The value which any individual places on a cultural asset is unique to them, and can be influenced by a range of factors including personal preferences (Arts Council England, 2011), familial background (Miles and Sullivan, 2012), income (Scottish Government, 2018a), the geographical access nature of the locality where an asset is situated (Gilmore, 2013) and health (Historic England, 2017b). These further influence the potential level of participation with that asset or activity, and the perceived level of measurable engagement which an individual has with it (Gilmore, 2013, Scottish Government, 2018b).

English Heritage definitions of value point to four different variables, namely aesthetic, communal, evidential and historical (English Heritage, 2008, p.72). These variables are built environment-centric due to the nature within which they are discussed, however they equally apply across cultural issues and can offer a way in which to explore intangible heritage, especially when investigated within the context of creative research methods.

A picture as to the extent to which culture is valued may be determined in part by the level of funding which it attracts, high-culture traditionally attracts the greatest level of funding (Kawashima, 2010, p.339, Aszlo, 2012, Kloosterman, 2013, Miles, 2016). Vernacular culture deserves greater recognition (Edensor and Millington, 2012), with an opportunity to recognise more everyday forms of cultural participation (Trell and Hoven, 2010, Gilmore, 2017).

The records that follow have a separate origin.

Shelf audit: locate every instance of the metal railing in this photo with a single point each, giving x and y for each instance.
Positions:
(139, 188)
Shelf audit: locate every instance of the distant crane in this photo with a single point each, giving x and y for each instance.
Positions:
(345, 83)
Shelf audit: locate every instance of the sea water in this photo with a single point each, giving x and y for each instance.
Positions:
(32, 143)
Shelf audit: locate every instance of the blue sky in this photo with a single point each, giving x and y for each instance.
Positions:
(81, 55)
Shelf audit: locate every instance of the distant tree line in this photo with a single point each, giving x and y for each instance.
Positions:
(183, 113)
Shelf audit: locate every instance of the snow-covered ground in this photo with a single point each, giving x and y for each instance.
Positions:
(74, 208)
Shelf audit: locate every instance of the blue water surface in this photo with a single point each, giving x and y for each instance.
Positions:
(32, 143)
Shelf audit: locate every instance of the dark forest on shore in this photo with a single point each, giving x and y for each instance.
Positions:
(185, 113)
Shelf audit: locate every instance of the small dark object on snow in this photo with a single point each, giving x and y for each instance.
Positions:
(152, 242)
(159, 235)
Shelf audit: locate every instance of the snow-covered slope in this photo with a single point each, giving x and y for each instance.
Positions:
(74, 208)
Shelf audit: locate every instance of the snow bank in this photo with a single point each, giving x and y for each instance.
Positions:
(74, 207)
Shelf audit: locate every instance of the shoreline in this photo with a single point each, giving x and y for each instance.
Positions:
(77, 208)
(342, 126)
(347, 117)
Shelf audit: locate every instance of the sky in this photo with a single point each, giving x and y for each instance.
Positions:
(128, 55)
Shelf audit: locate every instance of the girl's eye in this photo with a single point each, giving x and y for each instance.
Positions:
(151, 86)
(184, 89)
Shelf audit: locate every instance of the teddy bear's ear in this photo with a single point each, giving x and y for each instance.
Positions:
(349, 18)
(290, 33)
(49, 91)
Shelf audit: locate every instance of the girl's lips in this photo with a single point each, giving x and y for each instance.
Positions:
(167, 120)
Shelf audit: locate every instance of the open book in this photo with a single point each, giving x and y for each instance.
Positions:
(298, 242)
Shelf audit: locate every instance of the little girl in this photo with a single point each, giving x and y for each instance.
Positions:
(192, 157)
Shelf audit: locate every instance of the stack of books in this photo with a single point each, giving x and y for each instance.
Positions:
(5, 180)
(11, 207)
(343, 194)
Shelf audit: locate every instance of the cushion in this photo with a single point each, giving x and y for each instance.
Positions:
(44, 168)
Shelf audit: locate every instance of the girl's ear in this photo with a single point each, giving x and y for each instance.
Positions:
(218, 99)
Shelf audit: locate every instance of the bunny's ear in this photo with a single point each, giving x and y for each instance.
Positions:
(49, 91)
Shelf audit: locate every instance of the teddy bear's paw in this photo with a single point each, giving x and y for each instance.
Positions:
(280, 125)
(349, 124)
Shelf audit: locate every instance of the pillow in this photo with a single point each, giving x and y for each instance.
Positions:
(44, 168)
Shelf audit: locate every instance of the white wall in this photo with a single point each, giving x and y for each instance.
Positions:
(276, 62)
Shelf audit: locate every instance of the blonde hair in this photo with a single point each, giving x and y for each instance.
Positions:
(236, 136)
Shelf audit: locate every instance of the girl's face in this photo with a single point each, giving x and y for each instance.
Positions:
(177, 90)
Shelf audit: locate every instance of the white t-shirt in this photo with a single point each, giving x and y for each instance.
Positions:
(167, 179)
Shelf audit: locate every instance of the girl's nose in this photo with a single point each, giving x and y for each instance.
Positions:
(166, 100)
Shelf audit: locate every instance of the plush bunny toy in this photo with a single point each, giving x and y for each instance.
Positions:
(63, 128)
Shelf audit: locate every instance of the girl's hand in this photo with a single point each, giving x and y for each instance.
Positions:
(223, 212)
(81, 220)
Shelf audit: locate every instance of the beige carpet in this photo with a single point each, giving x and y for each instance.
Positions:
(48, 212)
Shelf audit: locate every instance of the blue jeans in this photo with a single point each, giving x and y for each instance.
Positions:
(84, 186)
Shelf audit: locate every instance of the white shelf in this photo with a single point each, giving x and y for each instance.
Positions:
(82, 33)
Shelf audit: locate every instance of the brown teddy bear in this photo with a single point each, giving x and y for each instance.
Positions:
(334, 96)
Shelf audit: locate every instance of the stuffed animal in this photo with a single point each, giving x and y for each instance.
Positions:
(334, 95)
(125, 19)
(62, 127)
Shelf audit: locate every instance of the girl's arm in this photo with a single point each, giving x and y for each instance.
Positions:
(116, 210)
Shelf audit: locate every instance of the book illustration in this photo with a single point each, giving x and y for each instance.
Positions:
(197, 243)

The implied value of a heritage asset may be assessed by its designation, for example a Category A listed building may be deemed to be of international importance. Using BS7913 principles, the degree of change which is made to a designated heritage asset can be plotted against the impact which it has, using a scale of value from very high to negligible (The British Standards Institution, 2013, p.16), which implies that change to an asset with low value may not have much of an impact, whereas the same small changes to an asset which is of international importance can have deeper impacts. This approach aligns with the adoption of an authorised heritage discourse (AHD) (Smith, 2011) as small changes to an asset of local importance may have a fundamental affect on a local population, which is why understanding the value of the asset to the area is important, and multi-modal methods can help in understanding these potential effects, taking into account social, environmental, cultural and

economic issues which may be enacted by a change (O’Brien and Lockley, 2015, Scottish Government, 2018a, p.9).